Africa Oil, partners to begin drilling new Kenya wells in December
Africa Oil and its partners in Kenya will drill up to eight exploration and appraisal wells starting from December to boost proven resources and improve financing prospects for field development and an export pipeline, an executive said.
The group, which includes Tullow Oil and Maersk, initially planned to build a single pipeline to connect Ugandan oil fields and the Kenyan project to Kenya’s coast, but Uganda opted to build its own pipeline via Tanzania.
Africa Oil Chief Executive Keith Hill told Reuters building a standalone pipeline for Kenya “makes us much more dependent on our own resources for justifying and financing that pipeline”, encouraging further drilling to firm up oil discoveries.
The South Lokichar Basin in north Kenya is now estimated to have 766 million barrels of recoverable contingent oil resources.
These are classed as 2C resources, covering proven and probable resources, while 1C covers proven resources.
“If we could get to a billion barrels of 2C and say 300-350 million of 1C those would give us a pipeline tariff and lending base which would work very well for us,” he said, without giving current estimates for 1C resources.
The latest drilling program will begin with two exploration wells, the first to be spudded in early December, followed by two appraisal wells to make further assessments of existing finds.
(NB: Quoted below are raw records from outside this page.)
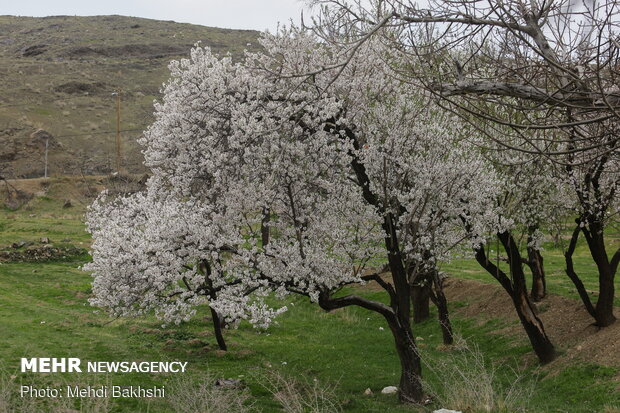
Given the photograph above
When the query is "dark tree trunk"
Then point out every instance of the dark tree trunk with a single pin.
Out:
(217, 328)
(539, 284)
(441, 302)
(420, 299)
(410, 386)
(515, 286)
(264, 226)
(603, 312)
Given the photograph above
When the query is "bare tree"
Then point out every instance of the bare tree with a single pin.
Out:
(537, 77)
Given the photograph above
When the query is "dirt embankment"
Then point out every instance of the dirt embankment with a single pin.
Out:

Depending on results, four more exploration wells will follow.
About one well a month will be drilled.
Hill, speaking from the United States, said he would have “really high confidence that both those thresholds” for 2C and 1C resources would be achieved if all eight wells were drilled.
The partners aim to secure a final investment decision for the Kenyan project by late 2018, with full production expected to start about three years later, he said.
Kenya plans to start small-scale production in 2017, involving trucking about 2,000 barrels per day to the coast.
Full-scale projection requires 890 kilometers (560 mile) pipeline, costing about $2.1 billion.
The government said last month it aimed to sign a joint development deal for the pipeline soon.
Tullow has a 50 percent stake in the Kenya project, while Africa Oil and Maersk each own 25 percent of the two blocks where discoveries were made in 2012.